Presentation on theme: "Plants. Asexual reproduction: one living organism involved. Offspring identical to parent. Sexual reproduction: requires one male and one female."— Presentation transcript:
Asexual reproduction: one living organism involved. Offspring identical to parent. Sexual reproduction: requires one male and one female parent. Offspring looks like parents but is genetically different.
Conifers and flowering plants: produce cones, flowers and seeds. Algae, mosses and ferns: produce spores.
Does not involve meiosis or fertilization. One parent. Used by single-celled organisms such as Archaea, bacteria, and protists. Plants use roots, stems or leaves to reproduce asexually.
An advantage of asexual reproduction is that an organism can reproduce by itself and it can occur rapidly. Asexual reproduction can lead to rapid population growth of a species. A disadvantage of asexual reproduction is that only clones are reproduced – there is no genetic variation. An organism would not be able to adapt and evolve to a changing environment.
Binary fission: one cell divides to form two identical cells. It duplicates its genetic material and then divides. Each new cell has its own complete copy of the parent’s genetic information. Budding: part of the parent develops into a new organism. The new organism then pinches off from the parent and lives independently. The new organism is genetically identical to its parent. Fragmentation: the body of the parent breaks into two distinct pieces, each can produce an offspring.
Increased genetic diversity of the offspring. Characterized by two processes: Meiosis Fertilization: combination of two gametes (sex cells) During meiosis, chromosomes usually cross over = genetic recombination.

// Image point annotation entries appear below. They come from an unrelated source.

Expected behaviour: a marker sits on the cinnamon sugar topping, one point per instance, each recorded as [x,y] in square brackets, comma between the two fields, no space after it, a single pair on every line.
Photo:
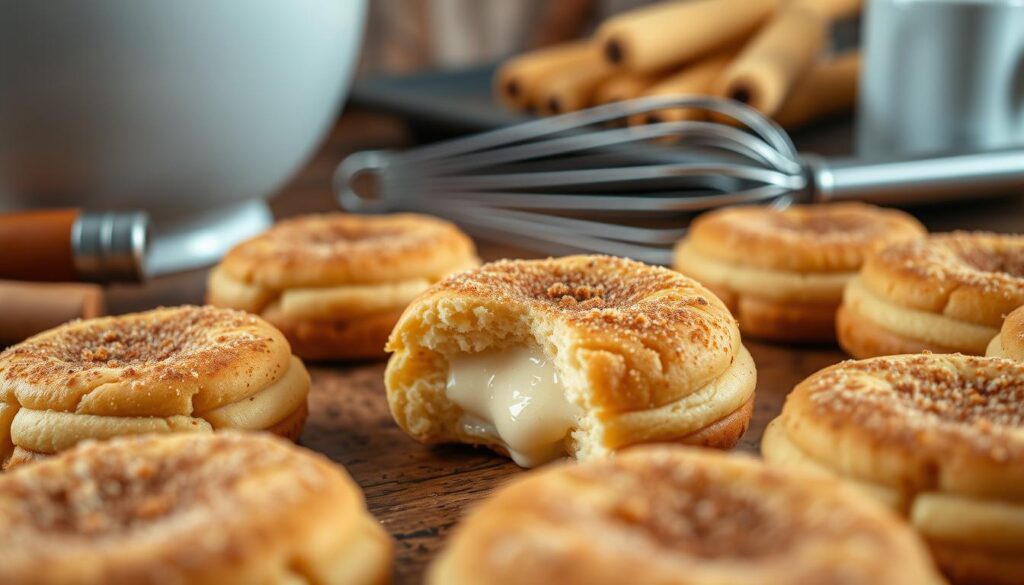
[605,294]
[707,511]
[138,485]
[949,400]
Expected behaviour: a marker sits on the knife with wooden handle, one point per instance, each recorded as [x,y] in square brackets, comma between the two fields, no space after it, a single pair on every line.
[65,245]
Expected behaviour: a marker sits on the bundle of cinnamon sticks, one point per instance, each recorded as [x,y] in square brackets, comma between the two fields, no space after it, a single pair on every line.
[767,53]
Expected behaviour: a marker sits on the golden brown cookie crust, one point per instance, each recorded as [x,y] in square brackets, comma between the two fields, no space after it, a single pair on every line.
[832,238]
[941,422]
[862,338]
[219,508]
[974,277]
[781,272]
[336,249]
[656,513]
[647,354]
[361,338]
[159,363]
[1010,341]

Primary method of reproduction for the vast majority of visible organisms, including almost all animals and plants. Plants reproduce sexually: through flowers, cones or seeds.
Sexual reproduction has the advantage of providing lots of variation within a species, helping it to survive when the environment changes. The main disadvantage is that this process takes a lot of energy and time. This means that they can only produce small populations.
A seed contains all the requirements needed to produce a new plant: The embryo: small immature plant The cotyledon: food reserves The seed coat: protective cover
Gymnosperm (conifer): “naked seed” The seed only has the seed coat to protect it. Angiosperm (flowering plant): “enclosed seed” The seed has the seed coat as well as a second cover (pod, shell or pulp). Pod (beans) Shell (nuts) Pulp (fruits)
Reproduction in spore-producing plants: No production of seeds! Spores: cells that contain complete genetic material – can become an immature plant without fertilization. Males spores become plants that produce spermatozoa and female spores become plants that produce ovules. Then comes fertilization. Reproduction in conifers: Male cones contain male gametes Female cones contain female gametes Seeds develop in female cones once the ovules are fertilized. Reproduction in flowering plants: Pollination and Fertilization Seed development Seed dispersal
Flowers can either have male reproductive organs (stamens), female reproduction organs (pistils or carpels) and often a flower has both.
Anther: where pollen is produced and stored Filament: supports the anther Pollen: contain male gametes (spermatozoa)
Stigma: sticky surface that captures the pollen. Style: supports the stigma Ovary: contains female gametes (ovules) Ovules: female gametes
Pollination leads to fertilization (zygote or fertilized egg). Fertilization: male and female gametes combine. Pollen must land on the stigma in order to fertilize the flower = pollination. Self-pollination: pollen transferred to the pistil of the same flower. Cross-pollination: pollen transferred to the pistil of a different flower through wind or insects.
1 st stage of development: spermatozoon (singular of spermatozoa) enters the ovule = fertilization. 2 nd stage of development: Cell divides into many cells that specialize themselves into different structures for different functions.
Seed dispersal: main mode or style of dispersing seeds is through fruits. 5 main agents of seed dispersal: Animals, water, wind, the plant itself and humans (sowing seeds).
Seed, seedling (young plant), adult plant, flower, fruit and back to seed.